Another portion of "The Red Commisar" consists of the nine satirical sketches Hasek wrote about his real-life service as a Soviet Commissar in rural Russia. Slavophilia was perhaps Hasek's most consistent ideology; his brief tour of duty in Bolshevik Russia was enough to make him one of the heroes in the literary pantheon of the later USSR, but his irrepressible eccentricity and irregularity would almost certainly have gotten him 'expunged' if he hadn't scampered back to Czech territory in time. These sketches, and most of the other anecdotes collected here, were published in various 'fugitive' journals of the underground and bohemian press. Hasek wrote at least 1200 such ephemeral pieces before committing himself seriously to his single novel. Translator Cecil Parrott has offered us a chosen few.

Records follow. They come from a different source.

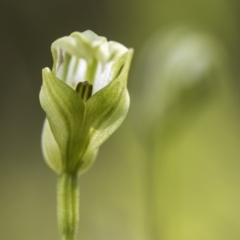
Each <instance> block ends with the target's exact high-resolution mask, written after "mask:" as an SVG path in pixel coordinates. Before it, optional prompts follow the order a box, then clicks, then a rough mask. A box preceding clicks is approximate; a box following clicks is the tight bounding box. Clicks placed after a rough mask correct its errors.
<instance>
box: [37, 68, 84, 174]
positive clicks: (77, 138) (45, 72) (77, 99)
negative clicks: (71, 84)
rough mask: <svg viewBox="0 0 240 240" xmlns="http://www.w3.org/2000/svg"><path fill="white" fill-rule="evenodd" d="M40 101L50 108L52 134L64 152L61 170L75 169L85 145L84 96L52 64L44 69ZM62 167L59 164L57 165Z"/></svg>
mask: <svg viewBox="0 0 240 240" xmlns="http://www.w3.org/2000/svg"><path fill="white" fill-rule="evenodd" d="M40 103H41V106H42V108H43V109H44V111H45V112H46V115H47V119H48V121H49V125H50V128H51V131H52V134H53V136H54V138H55V140H56V142H57V144H58V146H59V149H60V153H61V170H62V171H69V172H71V171H75V169H74V167H75V164H73V163H76V162H77V161H78V157H79V147H80V146H79V145H81V136H80V133H81V128H82V124H83V121H84V113H85V106H84V103H83V101H82V99H81V98H80V96H79V95H78V94H77V92H75V91H74V90H73V89H72V88H71V87H69V86H68V85H67V84H65V83H64V82H62V81H61V80H59V79H58V78H57V77H56V76H55V75H54V74H53V73H52V72H51V71H50V69H48V68H45V69H43V85H42V88H41V92H40ZM55 168H56V169H58V167H57V166H56V167H55Z"/></svg>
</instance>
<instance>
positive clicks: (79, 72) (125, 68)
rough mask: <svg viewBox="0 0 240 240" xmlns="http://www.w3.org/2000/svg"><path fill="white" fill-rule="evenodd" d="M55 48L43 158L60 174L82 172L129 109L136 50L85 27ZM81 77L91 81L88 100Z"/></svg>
mask: <svg viewBox="0 0 240 240" xmlns="http://www.w3.org/2000/svg"><path fill="white" fill-rule="evenodd" d="M52 53H53V59H54V64H53V71H51V70H50V69H48V68H45V69H43V86H42V89H41V92H40V102H41V106H42V108H43V109H44V111H45V112H46V115H47V120H46V123H45V125H44V129H43V138H42V146H43V152H44V157H45V159H46V161H47V163H48V164H49V166H50V167H51V168H52V169H53V170H55V171H56V172H57V173H62V172H77V171H78V172H80V173H82V172H83V171H86V170H87V169H88V168H89V166H90V165H91V164H92V162H93V161H94V159H95V157H96V154H97V151H98V148H99V146H100V145H101V144H102V143H103V142H104V141H105V140H106V139H107V138H108V137H109V136H110V135H111V134H112V133H113V132H114V131H115V130H116V129H117V128H118V127H119V126H120V124H121V123H122V121H123V120H124V118H125V116H126V114H127V112H128V108H129V95H128V91H127V78H128V72H129V67H130V64H131V59H132V54H133V51H132V50H128V49H127V48H125V47H124V46H123V45H121V44H119V43H116V42H107V40H106V38H104V37H99V36H97V35H96V34H94V33H93V32H91V31H85V32H83V33H73V34H71V35H70V36H69V37H63V38H60V39H58V40H57V41H55V42H54V43H53V44H52ZM79 82H81V83H83V85H82V86H84V84H85V86H92V87H91V89H92V93H91V94H92V96H91V95H90V98H89V99H88V98H86V94H85V93H84V92H83V93H82V92H81V94H85V95H84V96H82V95H81V94H80V93H78V92H77V91H76V89H77V86H78V83H79ZM86 84H87V85H86ZM82 89H84V87H83V88H82ZM89 89H90V88H88V91H90V90H89ZM82 91H84V90H82ZM88 94H89V92H88Z"/></svg>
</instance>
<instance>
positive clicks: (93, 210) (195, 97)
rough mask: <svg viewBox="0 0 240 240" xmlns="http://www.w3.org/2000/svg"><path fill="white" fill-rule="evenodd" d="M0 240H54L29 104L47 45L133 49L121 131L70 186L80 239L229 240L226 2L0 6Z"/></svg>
mask: <svg viewBox="0 0 240 240" xmlns="http://www.w3.org/2000/svg"><path fill="white" fill-rule="evenodd" d="M1 9H2V14H1V21H0V26H1V28H0V29H1V40H0V41H1V46H2V50H1V51H2V58H1V60H0V61H1V66H2V67H1V73H2V74H1V81H0V109H1V113H0V122H1V124H0V132H1V134H0V150H1V151H0V162H1V167H0V174H1V175H0V176H1V177H0V179H1V181H0V212H1V214H0V226H1V231H0V238H1V239H20V240H21V239H24V240H28V239H35V240H38V239H39V240H40V239H53V240H55V239H56V240H57V239H59V236H58V231H57V223H56V217H55V216H56V200H55V184H56V183H55V180H56V179H55V174H53V173H52V172H51V171H50V170H49V169H48V168H47V166H46V165H45V163H44V161H43V157H42V154H41V148H40V134H41V128H42V123H43V120H44V113H43V112H42V110H41V108H40V105H39V100H38V95H39V90H40V86H41V83H42V80H41V69H42V68H43V67H45V66H50V65H51V62H52V59H51V54H50V51H49V48H50V45H51V43H52V42H53V41H54V40H55V39H57V38H59V37H61V36H64V35H68V34H69V32H73V31H84V30H86V29H91V30H93V31H94V32H96V33H98V34H99V35H102V36H107V38H108V40H115V41H118V42H121V43H122V44H124V45H125V46H128V47H133V48H134V49H135V56H134V61H133V68H132V71H131V74H130V77H129V92H130V95H131V101H132V105H131V108H130V112H129V113H130V114H129V116H128V117H127V120H126V121H125V122H124V124H123V125H122V126H121V127H120V129H119V130H118V131H117V132H116V133H115V134H114V135H113V136H112V137H111V140H109V141H107V142H106V143H105V144H104V146H103V147H102V148H101V151H100V152H99V156H98V161H97V162H96V163H95V164H94V166H93V168H92V169H91V170H90V171H89V172H88V173H87V174H85V175H83V176H82V177H81V179H80V185H81V216H80V229H79V233H80V236H79V239H85V240H90V239H99V240H101V239H104V240H107V239H109V240H110V239H116V240H120V239H126V240H134V239H137V240H143V239H153V240H154V239H163V240H190V239H191V240H192V239H196V240H198V239H199V240H200V239H201V240H202V239H204V240H208V239H209V240H210V239H211V240H215V239H216V240H225V239H226V240H231V239H233V240H235V239H239V238H240V230H239V227H238V226H239V224H240V220H239V215H240V207H239V200H240V187H239V185H240V184H239V183H240V177H239V176H240V174H239V173H240V157H239V156H240V148H239V142H240V131H239V130H240V129H239V96H240V92H239V89H240V88H239V87H240V86H239V81H238V78H239V74H240V73H239V67H238V64H239V61H240V54H239V48H240V45H239V42H240V34H239V28H240V21H239V20H240V19H239V18H240V17H239V16H240V15H239V9H240V3H239V1H236V0H221V1H219V0H201V1H200V0H195V1H189V0H178V1H177V0H162V1H157V0H150V1H148V2H146V1H143V0H139V1H138V2H137V3H136V1H132V0H130V1H129V0H128V1H127V0H122V1H110V0H103V1H96V0H95V1H86V0H83V1H73V2H69V1H62V2H59V1H58V2H57V1H55V0H52V1H46V0H42V1H40V0H36V1H27V0H23V1H20V2H17V1H5V2H2V7H1Z"/></svg>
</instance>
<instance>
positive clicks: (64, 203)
mask: <svg viewBox="0 0 240 240" xmlns="http://www.w3.org/2000/svg"><path fill="white" fill-rule="evenodd" d="M57 214H58V224H59V230H60V234H61V236H62V240H75V239H76V233H77V227H78V220H79V189H78V177H77V174H76V173H62V174H61V175H59V176H58V187H57Z"/></svg>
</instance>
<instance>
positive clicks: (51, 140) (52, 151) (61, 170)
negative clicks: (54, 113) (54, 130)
mask: <svg viewBox="0 0 240 240" xmlns="http://www.w3.org/2000/svg"><path fill="white" fill-rule="evenodd" d="M42 150H43V156H44V159H45V161H46V162H47V164H48V165H49V167H50V168H52V169H53V170H54V171H55V172H57V173H60V172H62V163H61V161H60V159H61V153H60V150H59V147H58V144H57V142H56V140H55V138H54V136H53V134H52V131H51V128H50V126H49V123H48V120H47V119H45V121H44V124H43V131H42Z"/></svg>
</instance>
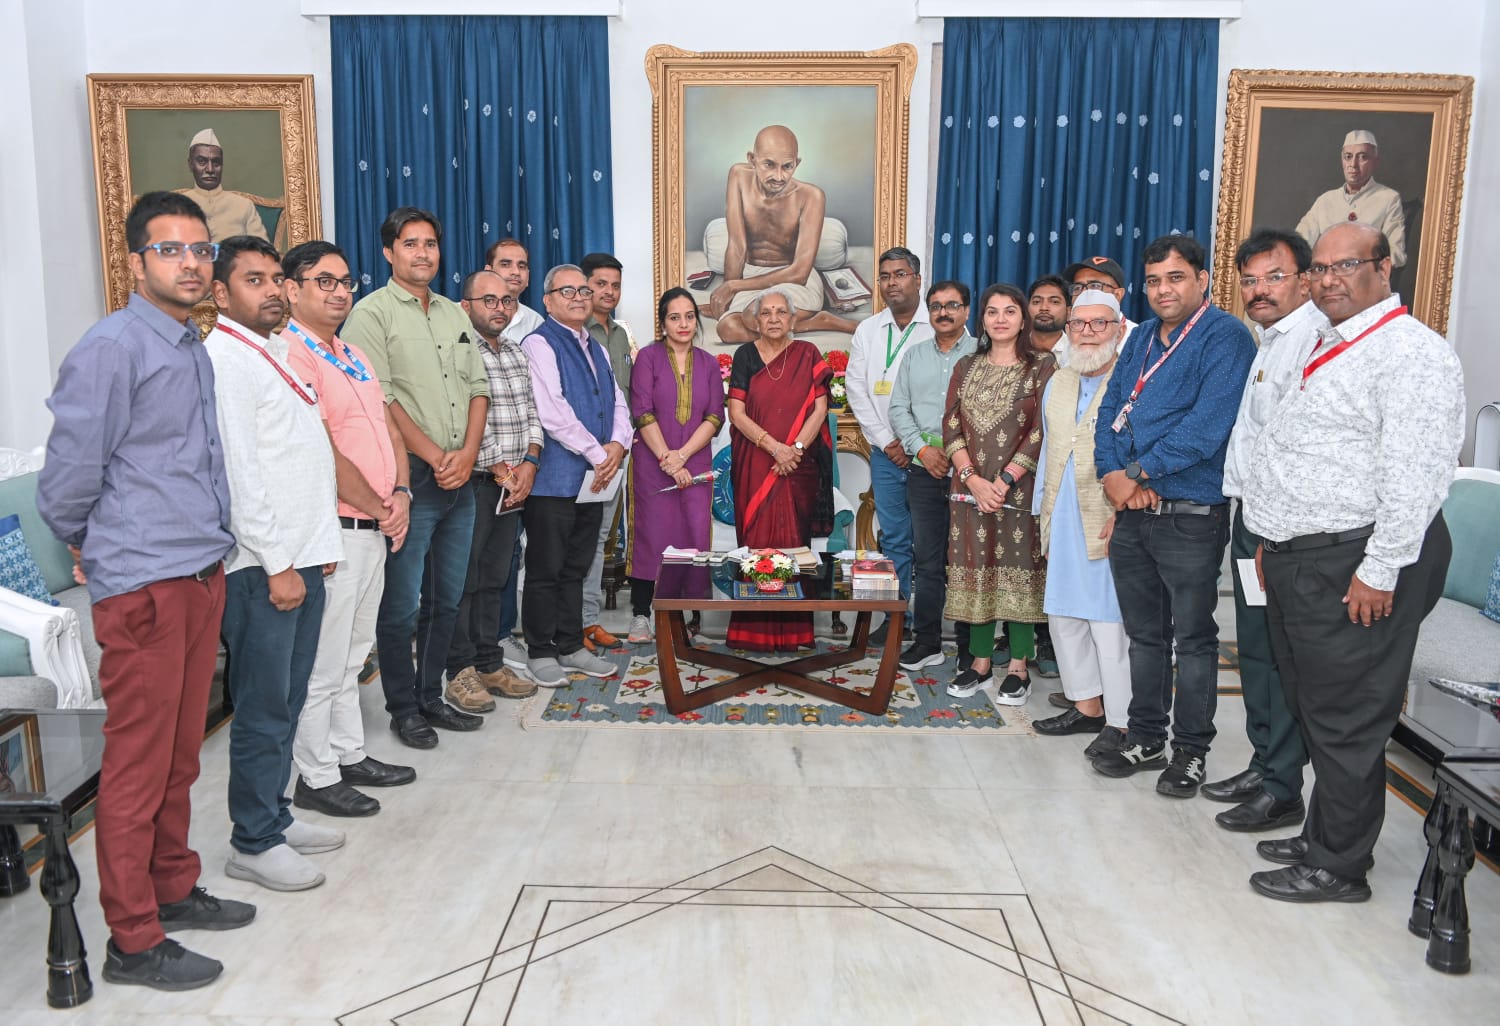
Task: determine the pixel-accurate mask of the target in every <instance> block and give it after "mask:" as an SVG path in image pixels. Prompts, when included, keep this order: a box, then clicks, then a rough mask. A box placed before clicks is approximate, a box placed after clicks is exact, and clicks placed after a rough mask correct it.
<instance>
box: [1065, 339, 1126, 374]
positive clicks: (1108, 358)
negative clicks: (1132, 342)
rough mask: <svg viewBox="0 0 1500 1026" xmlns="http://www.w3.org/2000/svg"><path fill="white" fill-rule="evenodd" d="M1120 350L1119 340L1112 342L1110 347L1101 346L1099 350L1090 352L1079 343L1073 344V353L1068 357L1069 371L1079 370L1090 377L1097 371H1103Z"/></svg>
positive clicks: (1068, 364) (1075, 370) (1109, 344)
mask: <svg viewBox="0 0 1500 1026" xmlns="http://www.w3.org/2000/svg"><path fill="white" fill-rule="evenodd" d="M1118 350H1119V341H1118V339H1116V341H1115V342H1110V344H1109V345H1101V347H1100V348H1098V350H1095V351H1092V353H1089V351H1085V350H1082V348H1080V347H1079V344H1077V342H1074V344H1073V353H1071V354H1070V356H1068V369H1070V371H1077V372H1079V374H1082V375H1091V374H1094V372H1095V371H1100V369H1103V368H1104V366H1107V365H1109V362H1110V360H1113V359H1115V353H1116V351H1118Z"/></svg>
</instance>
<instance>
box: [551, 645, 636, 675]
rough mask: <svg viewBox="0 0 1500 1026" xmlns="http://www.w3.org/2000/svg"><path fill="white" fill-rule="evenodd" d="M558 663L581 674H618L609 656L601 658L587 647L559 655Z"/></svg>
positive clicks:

The similarity of Hasek's short stories and sketches to those of Anton Chekhov should be no surprise. Same era, same cultural galaxy. Chekhov's sketches are more graceful, Hasek's are funnier, but they are of the same ephemeral genre. More surprising is how much Hasek's tossed-off anecdotes remind me of the informal scraps of writing by the American Mark Twain. The biographies of the two humorists could hardly be more different, but they display the same sardonic sense of humor. If you enjoy Twain's minor sketches and scraps of journalism, you'll be delighted by Hasek's just as much. Remember Twain's response to his own premature obituary? Hasek had just the same experience; a rival writer heard a rumor that Hasek had been killed in a brawl in Russia, and rushed to publish a defamatory obituary. Hasek's revenge was a practical joke, described in the sketch "How I Met the Author of my Obituary".

Only rarely does Hasek's satire fall flat, and that perhaps can be blamed on time and translation. This is a fun little collection of bits and pieces rescued from the bottomless literary wastebasket -- nothing great, but highly amusing.